You could dip in and out of this book and take something from each of the verses. The opening poem, for example, “Heron”, is a short meditation on the nature of the imagination, and a fine beginning to a collection that requires us to fill in the gaps it leaves behind. I would like to show the poem in full, but it's not the done thing, so here are the first four lines (of seven):
Imagine a great silence
whose wings touch no branches.
Imagine a space demarcated
by lack of sound.
Cleverly, this heron is returned to in the final poem, “Revelation”, which is only three lines long, ending: “the feeling of the fishes brushing his legs”. The revelation is the acceptance of being, of nescience, of its position in the world; a revelation which perhaps we share by the end of the book. There's that biblical reference too, of course, and this is a frequently visited home in the collection. The narrators don't always quite know what to do with god, or the notion of it. In “Like Phaeton (3)” for example, the “He” of the poem remains ambiguous, its repetition almost mimicking laughter:
He does not speak
as others do.
Comparatively, in “Son (3)” Williams writes:
God isn't here to stake out dry tongues,
to lay claim to scorched fields of hay.
This difference is by no means a criticism of the approaches taken to such a demanding topic, in fact a reduction of god, or an understanding of it, to absolutes, would be to undermine the complexity of it. As a reader with an innate aversion to religiousness in poetry, I was paranoid that this frequent reference would irk or bore me, but that was thankfully avoided. Williams considers the personal, theological and psychological aspects of her core concepts to keep them refreshing. Although they don't all hit the same notes, I was particularly enamoured by the peculiar, sometimes even grotesque language in poems like “Son”, in lines such as “The wind is a cow” and “I can imagine how my lungs smell”. The anatomist in me likes that.
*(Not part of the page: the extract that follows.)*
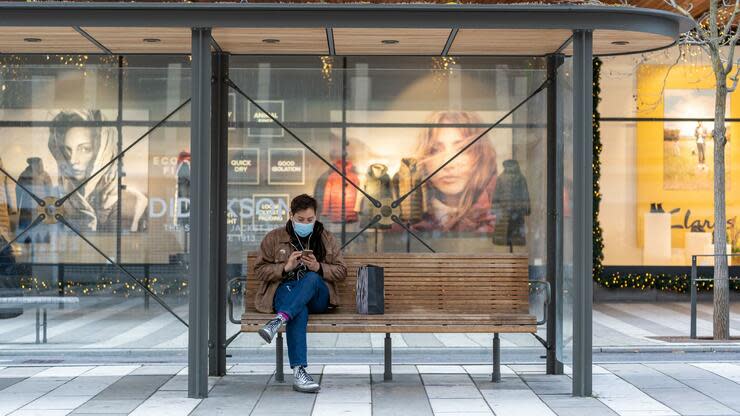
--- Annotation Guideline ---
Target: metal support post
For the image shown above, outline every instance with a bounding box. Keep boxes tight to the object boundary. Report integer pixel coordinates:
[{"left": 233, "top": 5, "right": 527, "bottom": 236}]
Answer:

But this isn't to say that the collection is without flaws. As the cover images imply, there are a lot of seas, birds, fish and stones in this book. I'd say the majority of the poems mention them at some point, and whilst book-long tropes can be impressive, they did blur into one another at times and I found myself thinking “oh bloody hell not another stone”. This could have jarred the pleasurable experience of reading the book as a whole, even though it did at times make chimes and tinkles between the poems. And whilst the book asks questions, it asks too many of them, and too overtly. It's full of rhetoric-isms, and although this does lend itself to the nature of questioning our spiritual and actual place in the world, the combined effect is to dampen the concern of each (however well meant or interesting they might be). The most successful poems present these ideas without firing them – shotgun like – at us. These large concepts need to be drawn out of the poem through the reader's interpretation, and in poems such as “Blinding” (perhaps my favourite of them all) this is achieved succinctly and powerfully. The closing lines read:
.........................................................women knead the bread
......................................................... hungry mouths are fed
one to shine
one to see the shining
The pleasure of Locust and Marlin is most profoundly felt on reading it as a whole. Its tone is inviting, gentle, reassuring in its subliminal declaration that there are no real answers, and that we must each find our place amongst the questions. As good poetry ought to, this book made me leave that sunny park a little different to when I arrived, and though I washed the mud from my hands when I got home I've still got some of it under my nails.